The venue for Väino Tamm’s 90th birthday exhibition was in place: the design and architecture gallery on Pärnu maantee. It was relatively clear from the outset how the exhibition would be arranged in the interior: architectural plotting boards would line the walls and original drawings would be printed on a translucent film in the middle of the room. The milky film imitates architectural tracing paper – a tool for copying, sketching and taking a sketch to the next stage. The films were suspended from the ceiling between parallel rulers. The choice of material reflected the time when drawings were still done by hand – tracing paper and parallel ruler were everyday parts of the toolkit for Väino Tamm and other older colleagues. They produced a feeling of nostalgic recognition in older exhibition visitors, while for younger people they were like a history lesson.
The black-coloured walls struck a good contrast with the plotting boards, but the situation with the floor was more complicated.
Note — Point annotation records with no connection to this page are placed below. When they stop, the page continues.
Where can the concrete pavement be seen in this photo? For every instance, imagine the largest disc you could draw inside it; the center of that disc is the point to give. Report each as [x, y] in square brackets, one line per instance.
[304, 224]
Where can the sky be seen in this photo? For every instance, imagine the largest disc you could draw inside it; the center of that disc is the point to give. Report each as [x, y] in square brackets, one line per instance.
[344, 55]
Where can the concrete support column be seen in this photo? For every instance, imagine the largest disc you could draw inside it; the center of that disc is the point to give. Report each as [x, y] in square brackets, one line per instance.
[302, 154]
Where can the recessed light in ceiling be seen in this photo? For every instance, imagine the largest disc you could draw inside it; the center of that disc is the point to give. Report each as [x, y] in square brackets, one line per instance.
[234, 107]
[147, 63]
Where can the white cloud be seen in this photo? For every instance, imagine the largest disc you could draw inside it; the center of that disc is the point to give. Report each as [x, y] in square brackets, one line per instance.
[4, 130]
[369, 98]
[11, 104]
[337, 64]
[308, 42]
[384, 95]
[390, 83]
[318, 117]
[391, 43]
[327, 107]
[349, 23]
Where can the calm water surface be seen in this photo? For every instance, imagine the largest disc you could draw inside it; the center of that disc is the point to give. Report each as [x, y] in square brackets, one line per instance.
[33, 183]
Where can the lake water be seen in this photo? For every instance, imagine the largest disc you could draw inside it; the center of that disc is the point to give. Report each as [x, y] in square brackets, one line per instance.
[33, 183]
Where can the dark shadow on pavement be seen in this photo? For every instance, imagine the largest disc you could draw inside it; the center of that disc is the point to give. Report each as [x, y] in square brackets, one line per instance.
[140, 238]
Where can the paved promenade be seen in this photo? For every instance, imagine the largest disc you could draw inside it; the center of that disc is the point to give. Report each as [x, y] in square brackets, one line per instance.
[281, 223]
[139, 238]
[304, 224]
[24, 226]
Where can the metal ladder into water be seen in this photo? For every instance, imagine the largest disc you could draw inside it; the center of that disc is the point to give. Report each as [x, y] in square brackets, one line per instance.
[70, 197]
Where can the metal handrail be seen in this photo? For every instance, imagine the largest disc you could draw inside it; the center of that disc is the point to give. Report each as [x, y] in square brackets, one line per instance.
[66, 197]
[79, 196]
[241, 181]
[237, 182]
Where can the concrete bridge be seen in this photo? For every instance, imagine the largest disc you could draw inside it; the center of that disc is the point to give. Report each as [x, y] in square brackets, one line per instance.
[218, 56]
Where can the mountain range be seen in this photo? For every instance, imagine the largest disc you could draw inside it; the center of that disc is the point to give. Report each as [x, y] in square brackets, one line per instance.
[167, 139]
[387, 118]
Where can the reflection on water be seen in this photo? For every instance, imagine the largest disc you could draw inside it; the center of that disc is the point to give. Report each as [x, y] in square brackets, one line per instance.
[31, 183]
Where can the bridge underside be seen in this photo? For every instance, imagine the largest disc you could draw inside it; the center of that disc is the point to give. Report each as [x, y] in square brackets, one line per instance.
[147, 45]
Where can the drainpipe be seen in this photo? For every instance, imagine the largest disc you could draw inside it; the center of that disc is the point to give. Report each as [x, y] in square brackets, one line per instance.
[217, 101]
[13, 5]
The hardest thing about designing the exhibition space was the question of what to do with the black and white chequered floor, which covers about one-third of the hall. Because exhibition also featured an animation of a Väino Tamm’s summer home design, the idea was to cover part of the floor with parquet. In this way, the aesthetic problem was resolved with one motion, and a video viewing space separate from the exhibition hall was created using the distinction between materials. The minimalistic benches where people could sit and watch the film also evolved out of the same parquet. The end result harmonized well with the rest of the exhibition.
Preparing such a distinguished interior architect 90th birthday exhibition entailed a high level of responsibility, and hopefully Tamm himself was satisfied with how it turned out.